InfiernoEl 24 de agosto pasado los observatorios terrestres astronómicos captaron una explosión estelar de una luminosidad equivalente a la de mil millones de soles como el nuestro, el que nos calienta y alumbra. Se trata de la explosión de una estrella ubicada en la galaxia M 101. La explosión ha tenido lugar hace millones de años. Ahora nos llega a través de la inmensidad del espacio transportada por las ondas las partículas luminosas de esa explosión. Sumidos en este vértigo cósmico sabemos que esa estrella que existió hace millones de años no existe actualmente. Con nuestros maravillosos instrumentos estamos viendo lo que fue, no lo que es.
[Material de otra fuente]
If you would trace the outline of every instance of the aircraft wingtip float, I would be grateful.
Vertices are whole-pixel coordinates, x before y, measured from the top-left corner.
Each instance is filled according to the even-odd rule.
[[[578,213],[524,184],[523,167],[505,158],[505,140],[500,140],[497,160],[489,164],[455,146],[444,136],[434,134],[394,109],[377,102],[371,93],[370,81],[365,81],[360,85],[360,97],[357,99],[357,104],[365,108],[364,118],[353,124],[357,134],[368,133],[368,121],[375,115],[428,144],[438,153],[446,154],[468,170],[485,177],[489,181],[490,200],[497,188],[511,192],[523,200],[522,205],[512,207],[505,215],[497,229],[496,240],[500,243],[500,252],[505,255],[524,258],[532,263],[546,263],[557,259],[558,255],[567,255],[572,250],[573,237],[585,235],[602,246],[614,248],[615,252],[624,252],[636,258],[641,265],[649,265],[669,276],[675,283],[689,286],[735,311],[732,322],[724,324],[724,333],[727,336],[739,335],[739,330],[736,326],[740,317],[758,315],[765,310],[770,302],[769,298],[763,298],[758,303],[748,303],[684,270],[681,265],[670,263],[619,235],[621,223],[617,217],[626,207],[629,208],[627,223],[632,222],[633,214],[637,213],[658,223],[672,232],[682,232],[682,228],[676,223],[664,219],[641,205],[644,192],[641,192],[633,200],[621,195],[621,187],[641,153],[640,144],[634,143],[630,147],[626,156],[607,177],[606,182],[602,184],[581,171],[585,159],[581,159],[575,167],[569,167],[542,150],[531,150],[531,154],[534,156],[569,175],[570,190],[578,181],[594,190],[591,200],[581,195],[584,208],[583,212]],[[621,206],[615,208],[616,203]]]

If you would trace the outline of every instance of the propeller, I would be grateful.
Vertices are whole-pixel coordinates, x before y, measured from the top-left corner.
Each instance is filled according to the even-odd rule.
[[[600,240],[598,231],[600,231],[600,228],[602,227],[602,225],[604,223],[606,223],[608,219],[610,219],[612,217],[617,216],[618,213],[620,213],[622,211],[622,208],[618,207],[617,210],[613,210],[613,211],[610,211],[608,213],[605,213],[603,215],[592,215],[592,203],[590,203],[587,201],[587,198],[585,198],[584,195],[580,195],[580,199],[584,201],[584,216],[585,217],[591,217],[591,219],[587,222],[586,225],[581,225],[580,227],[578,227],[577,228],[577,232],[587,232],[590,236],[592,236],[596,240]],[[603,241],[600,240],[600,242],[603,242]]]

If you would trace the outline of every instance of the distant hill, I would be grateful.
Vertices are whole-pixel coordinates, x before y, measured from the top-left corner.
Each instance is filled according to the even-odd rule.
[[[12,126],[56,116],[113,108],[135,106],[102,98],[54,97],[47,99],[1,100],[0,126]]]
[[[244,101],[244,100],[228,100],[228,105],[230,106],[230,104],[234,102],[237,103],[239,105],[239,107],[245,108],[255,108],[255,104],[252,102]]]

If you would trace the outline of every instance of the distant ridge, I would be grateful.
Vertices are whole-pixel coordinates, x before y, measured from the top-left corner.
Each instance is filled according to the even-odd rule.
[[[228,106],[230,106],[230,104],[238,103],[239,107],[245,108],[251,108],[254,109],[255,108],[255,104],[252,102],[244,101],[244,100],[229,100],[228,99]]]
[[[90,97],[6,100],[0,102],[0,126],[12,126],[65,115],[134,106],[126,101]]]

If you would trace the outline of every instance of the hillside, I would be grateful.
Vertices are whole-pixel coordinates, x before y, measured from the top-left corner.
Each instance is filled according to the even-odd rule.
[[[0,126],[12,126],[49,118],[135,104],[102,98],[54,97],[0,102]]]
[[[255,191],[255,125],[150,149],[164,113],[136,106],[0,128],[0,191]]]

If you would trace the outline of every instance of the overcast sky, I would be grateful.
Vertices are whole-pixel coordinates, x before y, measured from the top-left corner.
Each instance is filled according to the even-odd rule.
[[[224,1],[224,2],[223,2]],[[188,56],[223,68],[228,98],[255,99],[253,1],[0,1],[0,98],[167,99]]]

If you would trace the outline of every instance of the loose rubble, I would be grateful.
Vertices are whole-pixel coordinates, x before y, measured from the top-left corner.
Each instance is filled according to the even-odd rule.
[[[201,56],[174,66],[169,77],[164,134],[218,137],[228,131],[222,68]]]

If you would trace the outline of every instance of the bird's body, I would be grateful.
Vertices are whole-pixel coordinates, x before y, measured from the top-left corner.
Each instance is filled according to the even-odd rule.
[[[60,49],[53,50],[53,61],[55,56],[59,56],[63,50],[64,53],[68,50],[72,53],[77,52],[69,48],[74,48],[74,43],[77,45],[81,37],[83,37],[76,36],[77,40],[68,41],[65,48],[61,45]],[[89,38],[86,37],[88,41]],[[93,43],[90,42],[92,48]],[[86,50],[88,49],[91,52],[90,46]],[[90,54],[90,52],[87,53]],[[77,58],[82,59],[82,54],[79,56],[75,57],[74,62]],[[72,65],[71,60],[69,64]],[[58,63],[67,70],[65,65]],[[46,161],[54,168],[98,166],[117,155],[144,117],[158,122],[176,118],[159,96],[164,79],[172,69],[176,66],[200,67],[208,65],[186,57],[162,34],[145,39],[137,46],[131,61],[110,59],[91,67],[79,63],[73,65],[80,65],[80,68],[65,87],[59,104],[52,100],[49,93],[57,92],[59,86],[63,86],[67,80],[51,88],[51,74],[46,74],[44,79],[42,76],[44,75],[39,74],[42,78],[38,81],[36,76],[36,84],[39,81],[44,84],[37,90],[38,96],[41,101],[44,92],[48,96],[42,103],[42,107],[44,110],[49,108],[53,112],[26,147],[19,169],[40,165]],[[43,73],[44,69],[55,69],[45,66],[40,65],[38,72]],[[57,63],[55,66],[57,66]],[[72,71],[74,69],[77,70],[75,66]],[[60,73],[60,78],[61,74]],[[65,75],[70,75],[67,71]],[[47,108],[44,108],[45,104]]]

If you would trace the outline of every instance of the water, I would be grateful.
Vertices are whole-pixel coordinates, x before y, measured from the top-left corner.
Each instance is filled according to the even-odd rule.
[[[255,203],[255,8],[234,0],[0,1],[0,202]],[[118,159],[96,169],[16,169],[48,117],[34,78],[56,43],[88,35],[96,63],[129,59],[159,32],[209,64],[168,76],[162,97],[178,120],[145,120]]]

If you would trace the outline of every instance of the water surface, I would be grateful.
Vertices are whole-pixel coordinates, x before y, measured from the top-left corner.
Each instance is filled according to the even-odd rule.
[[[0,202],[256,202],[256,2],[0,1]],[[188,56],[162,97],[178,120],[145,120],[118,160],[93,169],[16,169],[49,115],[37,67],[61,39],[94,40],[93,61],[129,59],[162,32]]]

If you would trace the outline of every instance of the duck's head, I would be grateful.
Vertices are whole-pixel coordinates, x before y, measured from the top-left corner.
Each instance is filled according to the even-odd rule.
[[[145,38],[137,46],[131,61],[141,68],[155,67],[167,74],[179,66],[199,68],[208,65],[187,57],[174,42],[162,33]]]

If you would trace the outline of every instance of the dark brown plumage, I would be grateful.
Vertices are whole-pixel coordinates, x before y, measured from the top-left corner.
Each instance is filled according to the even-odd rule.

Actualmente es nada.

 

Cuando se producen este tipo de comprobaciones, el hombre se empequeñece al constatar tanta infinitud y a la vez se pregunta una vez más cómo ha sido que ha llegado a la tierra y cuáles son sus posibilidades de futuro, las suyas y las de sus descendientes.

Mientras éstas y otras consideraciones nos acucian intelectualmente y a menudo nos afligen emocionalmente, solo sabemos que somos en el espacio-tiempo de nuestro fugaz paso por la tierra un momento entre dos eternidades, la del pasado y la del futuro.

En su poema a Aldebarán, la estrella más brillante de la constelación de Tauro, 230 veces más luminosa que el sol, a 68 años luz de distancia con respecto a la Tierra, Unamuno llama a la miríada de los cuerpos celestiales que titilan en la remota lejanía por la noche «celestes jeroglíficos en que el enigma universal se encierra». Con tal motivo formula una serie de angustiadas preguntas: «¿Allende el infinito qué resta?», «¿Qué es lo que hay del otro lado del espacio?», «¿Dónde acaban los mundos?», «¿Me oyes Aldebarán?».

De igual forma y con parecida zozobra Gauguin en uno de sus más famosos cuadros (Museum of Fine Arts, Boston) que representa un escenario polinesio en el que las gentes pasean, hablan y arrancan frutas de los arboles, plantea la triple ansiosa pregunta: «¿De dónde venimos? ¿Qué somos?, ¿A dónde vamos?».

Preguntas las de Unamuno y las de Gauguin hasta ahora sin respuesta al igual que las de tantos otros, de forma que el sentido de nuestra existencia sigue pendiente de una explicación que ni la ciencia, ni la filosofía, ni la poesía, ni el arte acaban de dar.

Sin embargo todos sabemos que la alternativa a ese terrible vacío, a ese agujero negro que nos puede absorber sin dejar rastro de nuestro paso por este mundo, ha sido explicado por otras instancias humanas: las religiones en general y en la parte que nos toca, las cristianas y afinando más, la católica.

Sin más base racional que la de argüir que no va contra la razón, sin más apoyo que su afirmación y su palabra de que son los depositarios y los intérpretes de la revelación de la divinidad, nos aseguran los sacerdotes de esas religiones que existe otra vida y que es eterna y que por tanto no ha lugar a hablar de vacío alguno ni de inexistencia en el más allá.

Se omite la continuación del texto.